# Have a good day, bye bye (telefon)



## devastator2

Hi,

How to say when you start telephone conversation and ending, few versions please. F.e. Hi, good morning, have a good day, bay bay, good bay et cetera.

Thanks


----------



## qetu

Hi, 

It's pretty straightforward. When you're answering the phone you can just say "haló". If you're in an office or some place similar you can say your name or the name of the the company you work for (or the name of the department etc.).

The greetings are pretty much the same as in a normal conversation. If you want to be formal you say "dobrý den", if you're talking to a friend you use "ahoj", "čau" or something like that.

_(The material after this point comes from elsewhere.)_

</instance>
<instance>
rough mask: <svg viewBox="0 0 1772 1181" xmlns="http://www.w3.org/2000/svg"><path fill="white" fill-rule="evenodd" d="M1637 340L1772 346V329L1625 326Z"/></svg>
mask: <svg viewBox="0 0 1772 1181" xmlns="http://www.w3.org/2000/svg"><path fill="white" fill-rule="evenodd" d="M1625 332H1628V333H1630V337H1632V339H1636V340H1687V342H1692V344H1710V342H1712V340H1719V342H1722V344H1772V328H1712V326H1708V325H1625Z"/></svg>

If you want to ask who's calling, you can say "Kdo volá?"
If you're the one who's calling and you want to introduce yourself, you say "Dobrý den, u telefonu devastator2."

To say goodbye in a formal conversation you say "na shledanou", in an informal one it's "ahoj" again. 
If you want to say something different I guess you could say something like "pěkný zbytek dne" (= have a good day).

Hope that was at least a bit helpful


----------



## devastator2

thank that was really good answer )) that i expect  in Slovak it will be the same way or I need to ask on Slavak section??


----------



## jazyk

Kdo volá? - Kto volá?
U telefonu - Pri telefóne.
Pekný zbýtek dne - Pekný zvyšok dňa.
Na shledanou - Do videnia.

All the other Czech words in post 2 are also Slovak.


----------



## TriglavNationalPark

devastator2,

Since this is the Czech forum, any questions about Slovak telephone etiquette belong in THIS thread.


----------